Britain, if not every part of England, is now a much more European country. London in 1950 was still a completely British city, where “aliens” were a distinct minority. In the last decades of the 20th century, it became the unofficial capital of Europe. More than 3 million Londoners are foreign born, with hundreds of thousands of young Europeans working in banking, law, fashion, catering, the arts and many other industries. London has a larger French population than many French cities.

No wonder, then, that the majority of Londoners voted to remain in the EU. And so did most young people in Britain who bothered to vote in the referendum. The Britain of 1950 would be unrecognisable to them.

So who are the 51 per cent who voted to leave the EU? And why? Protecting socialism has limited appeal, as do ideals of pure national sovereignty or fantasies of Britain striking out alone as a global power. Fear of immigration appears to be the main reason why people voted to leave. In some cases, this stemmed from genuine worries that eastern European builders, say, were making it harder for British citizens to do the same jobs for a decent wage. But very often, the people who are most afraid of being “swamped” by foreigners live in areas where immigrants are very few.

At the same time, most British citizens take it for granted that they are nursed and treated in hospitals by immigrants, served in supermarkets by immigrants and aided in banks, post offices, social service centres, airports and public transport by immigrants. Without immigrants, the British economy and services would collapse.

Some pro-Brexit politicians have stoked immigration fears more brazenly than others. The most notorious image used in the Brexit campaign was a poster showing a stream of young men, looking vaguely Middle Eastern, with the text: “We must break free of the EU and take back control.” In fact, the young men in the picture were nowhere near the UK’s borders. The photograph was taken in Croatia.

The more respectable Brexiteers talk more about sovereignty than immigration. Their anxiety about losing control may be genuine. Figures like Boris Johnson, with his Churchillian pretensions, or Jacob Rees-Mogg, who resembles a minor character in a P.G. Wodehouse novel, are anachronisms. In earlier times, they might have run an empire. Now they are mere politicians in a middle-ranking state.

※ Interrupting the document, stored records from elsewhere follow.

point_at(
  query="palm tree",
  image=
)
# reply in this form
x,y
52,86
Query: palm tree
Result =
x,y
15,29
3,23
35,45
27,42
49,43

Brexit for the likes of Johnson or Rees-Mogg is more like a deluded grab for power, undertaken in the name of the common people, supposedly in revolt against the elites of which these politicians are themselves conspicuous members. Their nostalgia for grander forms of rule has already done great damage to the country they claim to love. This is all the more reason, now that the potential catastrophe of Brexit is so plain to see, why those common people should have a second chance to vote for a way to avoid it.